Sí, escapar tenía cierto atractivo... eso seguro. En momentos como este casi podía entender a las personas que lo hacían. En mi caso además, Dennis encontraría a otra mujer en cuestión de horas. No me hacía ninguna ilusión con respecto a ese asunto. Él me amaba, sí, pero era un hombre. Puede que al principio me echara de menos, pero terminaría encontrando a otra, y más rápido de lo normal. Una tenía que ser ciega para no darse cuenta de la forma en que muchas féminas se abalanzaban sobre él.
En cuanto a BeverLee y mi padre, no me echarían mucho de menos. Kim puede que sí, pero pronto se haría amiga de cualquiera que se mudara a mi casa, igual que hizo conmigo. Willa me llamaría de vez en cuando y me hablaría de sus cosas con su característico tono alegre y dicharachero. El padre Bruce encontraría otras almas que salvar y mis compañeros de trabajo me reemplazarían sin problema, hablando de mí alguna que otra vez cuando les llegara una polvorienta postal desde algún lugar de Montana.
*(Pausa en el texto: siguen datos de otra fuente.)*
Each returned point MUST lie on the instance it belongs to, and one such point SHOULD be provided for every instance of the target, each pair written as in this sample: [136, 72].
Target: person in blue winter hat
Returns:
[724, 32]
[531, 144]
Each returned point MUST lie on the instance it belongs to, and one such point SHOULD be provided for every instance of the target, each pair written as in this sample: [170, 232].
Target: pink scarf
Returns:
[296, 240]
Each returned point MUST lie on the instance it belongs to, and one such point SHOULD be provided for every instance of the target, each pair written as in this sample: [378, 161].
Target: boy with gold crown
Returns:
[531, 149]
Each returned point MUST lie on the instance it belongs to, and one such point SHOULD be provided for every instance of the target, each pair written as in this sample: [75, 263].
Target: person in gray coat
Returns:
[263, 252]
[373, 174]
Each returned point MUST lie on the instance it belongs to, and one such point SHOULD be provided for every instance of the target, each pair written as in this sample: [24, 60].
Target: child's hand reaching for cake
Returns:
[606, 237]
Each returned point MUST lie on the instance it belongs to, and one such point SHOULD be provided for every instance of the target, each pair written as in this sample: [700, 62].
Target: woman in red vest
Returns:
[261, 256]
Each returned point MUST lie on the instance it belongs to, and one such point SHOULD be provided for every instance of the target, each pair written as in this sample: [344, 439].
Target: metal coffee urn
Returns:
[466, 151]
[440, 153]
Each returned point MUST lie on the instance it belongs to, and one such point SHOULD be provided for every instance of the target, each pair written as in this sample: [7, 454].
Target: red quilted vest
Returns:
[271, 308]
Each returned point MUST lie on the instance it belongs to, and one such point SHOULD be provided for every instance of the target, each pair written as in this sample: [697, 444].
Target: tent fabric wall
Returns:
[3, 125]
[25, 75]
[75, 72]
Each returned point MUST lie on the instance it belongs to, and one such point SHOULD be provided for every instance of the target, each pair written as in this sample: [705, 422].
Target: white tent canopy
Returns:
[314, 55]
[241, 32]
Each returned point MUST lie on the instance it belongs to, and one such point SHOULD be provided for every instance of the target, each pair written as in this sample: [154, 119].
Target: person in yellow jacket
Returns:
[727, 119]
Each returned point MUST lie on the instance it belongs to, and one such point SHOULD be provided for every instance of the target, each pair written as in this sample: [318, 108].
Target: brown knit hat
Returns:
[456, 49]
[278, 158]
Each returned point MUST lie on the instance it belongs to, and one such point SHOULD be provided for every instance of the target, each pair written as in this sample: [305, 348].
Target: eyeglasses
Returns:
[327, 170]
El cielo se transformó en una enorme manta suave, reconfortante e indescriptiblemente hermosa. En algún lugar —esperaba que muy lejos— un lobo aulló. El viento azotó las enormes extensiones de hierba y la noche suspiró de placer.
Seguro que Dennis ya estaba dormido, ya que en cuanto caía en posición horizontal se quedaba inconsciente en cuestión de segundos. Willa y Christopher estarían abrazándose y mirándose con mutua adoración. Y BeverLee y mi padre... mejor no pensarlo.
Por lo que respectaba a Nick, no quería volver a pensar en él nunca más.
¿Qué estaría haciendo mi madre esta noche? A veces me preguntaba si podía percibir que estaba pensando en ella, si sentía algún cosquilleo o alguna sensación que le llegara al corazón, al cerebro o al útero.
Lo más probable era que no. Al fin y al cabo me abandonó el día que cumplí trece años. Y desde entonces no había vuelto a oír su voz. Sabía que no estaba muerta, y aunque en ese instante nos separaban más de mil kilómetros, estaba mucho más cerca de ella de lo que lo había estado en décadas.
Para lo que me servía.
Sin embargo, bajo aquel cielo aterciopelado, y con el corazón sangrando por haber vuelto ver a Nick, me resultó muy difícil no querer tener a mi madre junto a mí.